Across the hallway, her father slept soundly, and every once in a while, she ducked into his room to check on him. Part of her wished he would wake up, because she wanted to ask him about Rehm and Montrag and bloodlines and…
Except it was better to leave him out of it. Getting him all riled up over what could well be nothing was the last thing either of them needed. Sure, she’d gone through the manuscript and found those names, but it had been a single mention among a lot of relatives. Besides, what her father recalled wasn’t material. It was what Saxton could prove.

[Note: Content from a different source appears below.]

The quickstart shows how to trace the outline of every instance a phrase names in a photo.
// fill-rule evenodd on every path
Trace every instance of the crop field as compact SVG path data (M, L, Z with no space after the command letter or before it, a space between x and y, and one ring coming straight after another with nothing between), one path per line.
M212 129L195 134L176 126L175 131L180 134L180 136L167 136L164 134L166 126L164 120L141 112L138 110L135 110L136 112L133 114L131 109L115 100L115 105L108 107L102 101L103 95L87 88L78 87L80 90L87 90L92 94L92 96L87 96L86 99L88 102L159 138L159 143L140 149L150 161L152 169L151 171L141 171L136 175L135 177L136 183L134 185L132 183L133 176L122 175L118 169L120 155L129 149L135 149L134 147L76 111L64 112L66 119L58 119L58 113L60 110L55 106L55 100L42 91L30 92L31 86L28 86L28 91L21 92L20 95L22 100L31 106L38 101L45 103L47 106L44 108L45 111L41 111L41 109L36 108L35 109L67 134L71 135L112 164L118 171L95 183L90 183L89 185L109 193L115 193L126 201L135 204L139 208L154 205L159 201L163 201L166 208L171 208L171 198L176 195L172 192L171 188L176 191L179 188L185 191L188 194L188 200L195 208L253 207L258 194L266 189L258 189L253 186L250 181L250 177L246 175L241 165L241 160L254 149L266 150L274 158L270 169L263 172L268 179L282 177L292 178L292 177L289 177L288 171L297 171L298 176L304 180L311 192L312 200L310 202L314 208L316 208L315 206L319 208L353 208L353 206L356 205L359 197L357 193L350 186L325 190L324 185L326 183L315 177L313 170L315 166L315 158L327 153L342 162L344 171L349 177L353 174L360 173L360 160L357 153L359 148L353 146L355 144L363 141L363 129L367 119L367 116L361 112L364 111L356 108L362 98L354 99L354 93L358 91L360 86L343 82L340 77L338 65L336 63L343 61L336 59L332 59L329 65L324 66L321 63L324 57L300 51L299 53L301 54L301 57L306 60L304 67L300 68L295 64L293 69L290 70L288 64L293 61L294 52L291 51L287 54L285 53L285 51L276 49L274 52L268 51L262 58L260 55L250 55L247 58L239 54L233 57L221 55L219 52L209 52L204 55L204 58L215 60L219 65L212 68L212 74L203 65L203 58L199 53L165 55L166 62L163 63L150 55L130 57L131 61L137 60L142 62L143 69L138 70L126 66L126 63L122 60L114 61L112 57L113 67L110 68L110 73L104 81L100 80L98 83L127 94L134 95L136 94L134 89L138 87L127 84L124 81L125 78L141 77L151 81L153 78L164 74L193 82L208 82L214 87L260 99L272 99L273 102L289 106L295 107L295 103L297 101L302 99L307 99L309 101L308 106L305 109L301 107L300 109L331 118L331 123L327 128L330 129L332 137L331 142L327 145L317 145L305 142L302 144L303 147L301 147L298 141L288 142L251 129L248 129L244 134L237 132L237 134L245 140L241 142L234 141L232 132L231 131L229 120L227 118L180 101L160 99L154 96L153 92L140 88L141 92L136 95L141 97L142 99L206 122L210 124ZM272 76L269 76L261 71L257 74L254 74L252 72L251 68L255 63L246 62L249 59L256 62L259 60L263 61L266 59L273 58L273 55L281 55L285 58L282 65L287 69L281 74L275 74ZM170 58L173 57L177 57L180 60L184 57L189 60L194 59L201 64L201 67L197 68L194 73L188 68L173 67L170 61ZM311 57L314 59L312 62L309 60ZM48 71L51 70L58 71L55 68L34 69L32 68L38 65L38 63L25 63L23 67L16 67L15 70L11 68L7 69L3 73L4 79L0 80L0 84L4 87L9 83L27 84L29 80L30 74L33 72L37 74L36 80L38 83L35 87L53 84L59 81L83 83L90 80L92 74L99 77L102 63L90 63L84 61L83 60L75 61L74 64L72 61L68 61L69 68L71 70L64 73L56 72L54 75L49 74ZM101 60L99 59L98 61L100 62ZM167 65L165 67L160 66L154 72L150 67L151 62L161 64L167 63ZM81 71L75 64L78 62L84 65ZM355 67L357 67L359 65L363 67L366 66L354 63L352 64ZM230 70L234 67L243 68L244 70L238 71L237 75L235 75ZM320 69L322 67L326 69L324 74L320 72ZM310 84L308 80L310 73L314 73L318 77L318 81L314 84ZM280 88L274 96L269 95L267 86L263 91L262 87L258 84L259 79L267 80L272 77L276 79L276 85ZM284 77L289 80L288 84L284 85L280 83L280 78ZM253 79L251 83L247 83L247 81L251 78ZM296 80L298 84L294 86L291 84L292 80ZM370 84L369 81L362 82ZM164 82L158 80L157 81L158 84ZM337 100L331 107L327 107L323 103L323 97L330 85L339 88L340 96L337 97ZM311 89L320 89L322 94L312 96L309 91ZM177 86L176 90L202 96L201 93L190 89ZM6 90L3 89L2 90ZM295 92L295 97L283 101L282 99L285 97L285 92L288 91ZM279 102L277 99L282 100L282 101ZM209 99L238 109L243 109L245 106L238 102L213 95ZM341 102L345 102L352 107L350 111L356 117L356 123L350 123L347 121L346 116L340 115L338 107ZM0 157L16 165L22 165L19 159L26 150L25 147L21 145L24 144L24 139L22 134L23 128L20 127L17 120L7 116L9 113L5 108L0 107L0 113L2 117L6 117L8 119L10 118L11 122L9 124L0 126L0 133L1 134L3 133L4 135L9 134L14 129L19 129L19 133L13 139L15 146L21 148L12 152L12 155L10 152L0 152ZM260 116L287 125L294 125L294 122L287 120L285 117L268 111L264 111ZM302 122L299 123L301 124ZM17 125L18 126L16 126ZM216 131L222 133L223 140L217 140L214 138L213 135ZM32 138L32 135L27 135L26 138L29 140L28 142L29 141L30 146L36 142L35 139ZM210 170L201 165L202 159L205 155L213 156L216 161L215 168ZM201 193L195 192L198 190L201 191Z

God only knew what was going to come of it.
Ehlena stopped in the middle of her room, abruptly too tired to keep up the constant walking. Not a good plan, though. The instant she fell still, her mind shifted to Rehv, so she resumed circling on her cold feet. Boy, she wouldn’t wish anyone dead, but she was almost glad Montrag had passed and created a wild distraction with all the will stuff. Without it, she would be losing her mind right now, she was quite sure.
Rehv…
As she dragged her tired body around the end of her bed, her eyes went downward. Lying on the duvet, in nearly the same peaceful, quiet repose as her father, was the manuscript he’d written. She thought of all that he had put on the pages and knew exactly what he meant now. He’d been duped and double-crossed much in the way she had, led astray by appearances of honesty and trustworthiness because he himself wasn’t capable of behaving with the kind of base calculation and cruelty others were. Same for her. Could she ever rely on her ability to read people again?
Paranoia tumbled her mind and her gut. Where was the truth in Rehv’s lies? Had there been any? As images of him flickered before her eyes, she probed her memories, wondering where the divide was between fact and fiction. She needed to know more… Trouble was, the only one who could fill in the picture was a guy she was never, ever going to get near again.
Contemplating a future full of relentless, unanswered questions, she brought shaking hands to her face and dragged her hair back. Holding the stuff hard, she pulled at it as if she could yank all the spinning, crazy thoughts out of her head.
Christ, what if Rehv’s deception was the equivalent of her father’s financial ruin? The thing that took her over the edge into madness?
And this was the second time a male had shown her up, wasn’t it. Her fiancé had done something similar-the only difference being that he had lied to everyone else except her.
You’d have thought she’d learned her lesson about trust thanks to her first trip through the park. But evidently not.
Ehlena stopped pacing, waiting for…hell, she didn’t know, her head to explode or something.
It didn’t. And no luck on the cognitive weeding with all her hair pulling, either. All that was getting her was a headache and a Vin Diesel ’do.
Turning away from the bed, she saw her laptop.
With a curse, she walked across the shallow space and sat down in front of the Dell. Dropping the death grip on her hair, she put her fingertip on the mouse pad and killed the screen saver.
Internet Explorer. Favorites: www.CaldwellCourierJournal.com.
What she needed was a dose of concrete reality. Rehv was the past, and the future was not about some slick lawyer with a bright idea. Right now, the only thing she could trust was her job search: If Saxton and his papers fell through, she and her father were out on the street in less than a month unless she found employment.
And there was nothing false or misleading about that.
As the CCJ’s Web site loaded, she told herself that she was not her father, and that Rehv was a male she had been involved with for all of, what…a matter of days? Yes, he had lied to her. But he was a flashy-dressing, supersexy player, and in retrospect, she shouldn’t have put any faith in him in the first place. Especially given what she already knew about males.
His bad, and her mistake. And although the realization that she’d been seduced into stupidity didn’t make her pick up her pom-poms and cheer, the idea that there was an internal logic, even if it sucked, helped her feel a little less crazy-
Ehlena frowned and leaned in close to the screen. On the splash page of the Web site was a picture of a bombed-out building. The headline read: Explosion Levels Local Club. In smaller font beneath there was: ZeroSum latest casualty in drug war?